Ambulance Victoria’s Chair, Ken Lay AO APM described the findings of the Report as “both painful and confronting”, setting out a breadth and depth of issues that are deeply disturbing. The Chair acknowledged that too many of the stories relayed to VEOHRC as part of the Review “hide in plain sight – accepted, tolerated, or ignored”. In short, the values espoused by the organisation were not reflected in practice and behaviour within the organisation.
As an organisation founded to provide care to people in time of need, it is easy to assume that the positive aim would drive a positive culture. This Report demonstrates the danger of such assumptions and the pervasiveness of issues such as sexual harassment and victimisation in workplaces regardless of their function. In this case, the issues persisted despite previous attempts to address concerns, the existence of policies, delivery of training and changes to complaint systems.
The challenge now for Ambulance Victoria and for other organisations who have the courage to shine a light on their own cultures, is what they need to do next to create a better, safer and more equal workplace.

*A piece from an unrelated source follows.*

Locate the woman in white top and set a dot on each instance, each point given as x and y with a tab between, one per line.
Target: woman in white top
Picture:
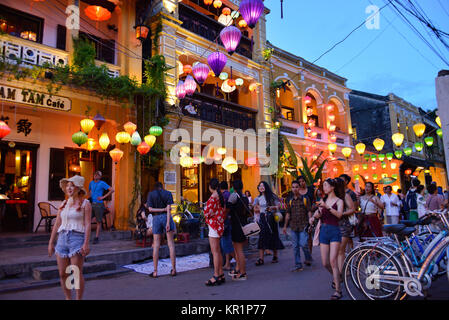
73	228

Identifying the gaps, as this Report has done is the key first step. Implementation of the Review’s recommendations is the second phase of this Review, guided and supported by VEOHRC. The third phase is an audit that will assess the extent to which AV has implemented the recommendations and make any further recommendations as required.
In our experience, the ongoing attention to culture, post-Review is key to reinforcing and embedding change.
As the VEOHR Commissioner states in his introduction, the Report “should be a wake-up call to all Board directors and CEOs. No matter the industry, no one is above the law”. The time for proactive approach to identifying and addressing issues of workplace culture has well and truly arrived. A Review does, as the Report describes, require hard work, commitment and courage over the long term to embed change and improve outcomes. This three-step approach undertaken by VEOHRC and AV provides a comprehensive model for this work and a template for other organisations with the courage for introspection.